Lack of isolate-specific neutralizing activity is correlated with an increased viral burden in rapidly progressing HIV-1-infected patients.

作者信息

Lu W, Shih J W, Tourani J M, Eme D, Alter H J, Andrieu J M

机构信息

Laboratory for Tumour Immunology, Laënnec Hospital, University of Paris V, France.

出版信息

AIDS. 1993 Nov;7 Suppl 2:S91-9. doi: 10.1097/00002030-199311002-00018.

Abstract

OBJECTIVE

To delineate the interaction between in vivo HIV replication and host antiviral immunity during disease progression in order to elucidate the pathogenesis of AIDS.

DESIGN

In a cohort of HIV-seropositive patients, the serum concentration of viral particles, the blood concentration of mononuclear cells harbouring infectious virus and the serum titre of isolate-specific neutralizing antibodies were correlated with the rates of CD4+ T-cell depletion and disease progression.

METHODS

Using a quantitative reverse-transcriptase linked polymerase chain reaction assay, the concentration of viral particles was measured in blood samples from 103 initially symptom-free subjects who were followed up for > or = 24 months. The concentration of infectious virus and the neutralizing antibodies to autologous HIV isolates were assessed in 37 out of the 103 subjects. The rate of decrease in CD4 cells over the 24 months was calculated for each subject.

RESULTS

Rapidly progressing patients (rate of decrease in CD4 cells > or = 60%) had a high concentration of viral particles and a high concentration of infectious virus associated with an undetectable serum titre of isolate-specific neutralizing antibodies. Stable patients (rate of decrease in CD4 cells < 30%) had a low concentration of infectious virus and either a low concentration of viral particles with the absence of isolate-specific neutralizing antibodies or a high concentration of viral particles with the presence of isolate-specific neutralizing antibodies.

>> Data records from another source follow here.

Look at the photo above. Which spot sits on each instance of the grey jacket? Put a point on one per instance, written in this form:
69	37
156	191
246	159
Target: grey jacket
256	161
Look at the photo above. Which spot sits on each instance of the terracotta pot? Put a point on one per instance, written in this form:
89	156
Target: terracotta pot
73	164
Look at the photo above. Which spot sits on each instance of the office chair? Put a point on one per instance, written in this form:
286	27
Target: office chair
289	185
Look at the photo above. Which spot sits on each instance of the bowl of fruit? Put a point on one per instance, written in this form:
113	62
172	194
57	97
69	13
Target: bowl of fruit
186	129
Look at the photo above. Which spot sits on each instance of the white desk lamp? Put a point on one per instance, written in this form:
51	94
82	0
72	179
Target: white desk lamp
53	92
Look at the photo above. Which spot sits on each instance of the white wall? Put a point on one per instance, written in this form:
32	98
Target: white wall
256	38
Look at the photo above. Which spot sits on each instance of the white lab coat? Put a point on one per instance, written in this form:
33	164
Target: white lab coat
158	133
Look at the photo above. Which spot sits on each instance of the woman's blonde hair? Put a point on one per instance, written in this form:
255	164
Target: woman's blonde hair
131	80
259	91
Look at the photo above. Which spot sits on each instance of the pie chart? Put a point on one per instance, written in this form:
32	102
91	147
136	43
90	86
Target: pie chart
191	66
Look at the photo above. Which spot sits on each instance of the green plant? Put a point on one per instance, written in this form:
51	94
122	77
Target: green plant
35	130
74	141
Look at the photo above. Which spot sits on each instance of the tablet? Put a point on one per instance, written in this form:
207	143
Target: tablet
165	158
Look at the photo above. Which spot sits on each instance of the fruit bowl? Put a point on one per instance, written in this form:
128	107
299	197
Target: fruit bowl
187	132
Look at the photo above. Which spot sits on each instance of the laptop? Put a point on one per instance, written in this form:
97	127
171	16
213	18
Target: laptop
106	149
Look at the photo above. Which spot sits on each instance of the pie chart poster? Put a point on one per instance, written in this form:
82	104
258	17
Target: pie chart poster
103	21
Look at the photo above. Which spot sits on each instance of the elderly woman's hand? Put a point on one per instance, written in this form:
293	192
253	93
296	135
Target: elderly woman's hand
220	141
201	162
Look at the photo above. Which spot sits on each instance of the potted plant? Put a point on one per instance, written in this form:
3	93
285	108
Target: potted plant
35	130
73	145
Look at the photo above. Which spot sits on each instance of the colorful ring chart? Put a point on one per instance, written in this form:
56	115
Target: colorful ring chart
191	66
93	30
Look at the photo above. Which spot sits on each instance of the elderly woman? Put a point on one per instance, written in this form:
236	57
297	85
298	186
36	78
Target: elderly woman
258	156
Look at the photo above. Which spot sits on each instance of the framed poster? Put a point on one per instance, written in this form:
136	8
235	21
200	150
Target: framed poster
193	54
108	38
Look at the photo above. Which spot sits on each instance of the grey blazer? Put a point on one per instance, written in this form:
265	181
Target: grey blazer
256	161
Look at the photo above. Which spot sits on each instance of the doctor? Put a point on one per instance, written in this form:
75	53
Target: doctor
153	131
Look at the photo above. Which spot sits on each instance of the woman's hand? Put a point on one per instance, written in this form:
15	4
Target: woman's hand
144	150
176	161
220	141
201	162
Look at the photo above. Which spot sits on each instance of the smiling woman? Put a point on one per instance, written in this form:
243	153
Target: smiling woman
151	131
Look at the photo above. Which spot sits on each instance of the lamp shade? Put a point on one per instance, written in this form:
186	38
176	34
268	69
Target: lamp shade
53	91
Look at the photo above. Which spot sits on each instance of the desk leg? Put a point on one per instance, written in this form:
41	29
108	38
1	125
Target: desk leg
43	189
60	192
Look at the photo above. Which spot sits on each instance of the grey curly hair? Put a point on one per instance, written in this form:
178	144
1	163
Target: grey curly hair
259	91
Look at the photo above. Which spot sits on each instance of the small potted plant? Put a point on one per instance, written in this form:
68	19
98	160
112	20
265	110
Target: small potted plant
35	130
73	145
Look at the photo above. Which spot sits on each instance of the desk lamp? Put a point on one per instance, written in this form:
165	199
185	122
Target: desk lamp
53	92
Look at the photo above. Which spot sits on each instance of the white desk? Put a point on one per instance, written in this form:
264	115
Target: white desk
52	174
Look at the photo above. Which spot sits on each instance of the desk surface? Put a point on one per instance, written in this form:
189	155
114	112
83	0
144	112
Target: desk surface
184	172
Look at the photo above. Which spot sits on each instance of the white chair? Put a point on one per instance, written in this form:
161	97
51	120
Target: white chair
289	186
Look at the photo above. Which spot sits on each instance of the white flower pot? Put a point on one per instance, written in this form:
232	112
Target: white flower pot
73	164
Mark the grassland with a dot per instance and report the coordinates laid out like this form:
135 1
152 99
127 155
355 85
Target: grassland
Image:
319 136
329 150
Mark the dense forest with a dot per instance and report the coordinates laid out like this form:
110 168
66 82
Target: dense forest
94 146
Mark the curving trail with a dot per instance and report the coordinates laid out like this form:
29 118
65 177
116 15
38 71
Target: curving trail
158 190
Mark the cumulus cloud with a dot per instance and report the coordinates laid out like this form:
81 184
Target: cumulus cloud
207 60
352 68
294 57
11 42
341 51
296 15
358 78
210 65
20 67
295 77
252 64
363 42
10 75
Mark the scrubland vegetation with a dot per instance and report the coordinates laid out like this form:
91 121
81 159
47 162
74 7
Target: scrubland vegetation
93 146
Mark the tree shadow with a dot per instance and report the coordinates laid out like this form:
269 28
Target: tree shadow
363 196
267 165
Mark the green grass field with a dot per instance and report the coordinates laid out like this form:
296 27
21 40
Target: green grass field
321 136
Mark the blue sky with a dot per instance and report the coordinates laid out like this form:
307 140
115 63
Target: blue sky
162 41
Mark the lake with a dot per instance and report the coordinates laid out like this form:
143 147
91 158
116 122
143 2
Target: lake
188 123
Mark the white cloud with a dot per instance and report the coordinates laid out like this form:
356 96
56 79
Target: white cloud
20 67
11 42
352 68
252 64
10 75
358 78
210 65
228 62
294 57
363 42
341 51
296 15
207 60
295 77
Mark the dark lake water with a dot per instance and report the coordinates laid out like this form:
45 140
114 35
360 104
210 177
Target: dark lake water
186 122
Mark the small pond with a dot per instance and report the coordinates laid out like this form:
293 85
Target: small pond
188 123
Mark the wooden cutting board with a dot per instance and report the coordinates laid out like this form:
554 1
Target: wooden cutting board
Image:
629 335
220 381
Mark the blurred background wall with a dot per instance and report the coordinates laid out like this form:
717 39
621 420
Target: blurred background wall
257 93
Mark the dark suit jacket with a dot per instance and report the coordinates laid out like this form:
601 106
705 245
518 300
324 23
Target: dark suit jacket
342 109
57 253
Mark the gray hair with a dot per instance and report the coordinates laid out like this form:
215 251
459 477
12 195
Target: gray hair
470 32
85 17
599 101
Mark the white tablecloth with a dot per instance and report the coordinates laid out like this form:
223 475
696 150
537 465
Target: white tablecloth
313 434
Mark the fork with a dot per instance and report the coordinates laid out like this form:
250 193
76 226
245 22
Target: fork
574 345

Slowly progressing patients (rate of decrease in CD4 cells > or = 30 and < 60%) showed an intermediate profile.

CONCLUSIONS

Progression to AIDS is associated with a shift in the balance between viral replication and host immunity that increases the concentration of infected cells and destroys the CD4+ T-lymphocyte population.

摘要

目的

描述疾病进展过程中体内HIV复制与宿主抗病毒免疫之间的相互作用,以阐明艾滋病的发病机制。

设计

在一组HIV血清阳性患者中,将病毒颗粒的血清浓度、携带感染性病毒的单核细胞的血液浓度以及分离株特异性中和抗体的血清滴度与CD4+T细胞耗竭率和疾病进展情况进行关联分析。

方法

使用定量逆转录酶联聚合酶链反应测定法,对103名最初无症状且随访时间≥24个月的受试者的血液样本中的病毒颗粒浓度进行测量。在这103名受试者中的37名中评估感染性病毒的浓度和针对自体HIV分离株的中和抗体。计算每名受试者在24个月内CD4细胞的下降率。

结果

快速进展患者(CD4细胞下降率≥60%)的病毒颗粒浓度高,感染性病毒浓度高,且分离株特异性中和抗体的血清滴度检测不到。病情稳定的患者(CD4细胞下降率<30%)感染性病毒浓度低,要么病毒颗粒浓度低且不存在分离株特异性中和抗体,要么病毒颗粒浓度高且存在分离株特异性中和抗体。缓慢进展患者(CD4细胞下降率≥30%且<60%)呈现中间状态。

结论

进展为艾滋病与病毒复制和宿主免疫之间平衡的改变有关,这种改变会增加感染细胞的浓度并破坏CD4+T淋巴细胞群体。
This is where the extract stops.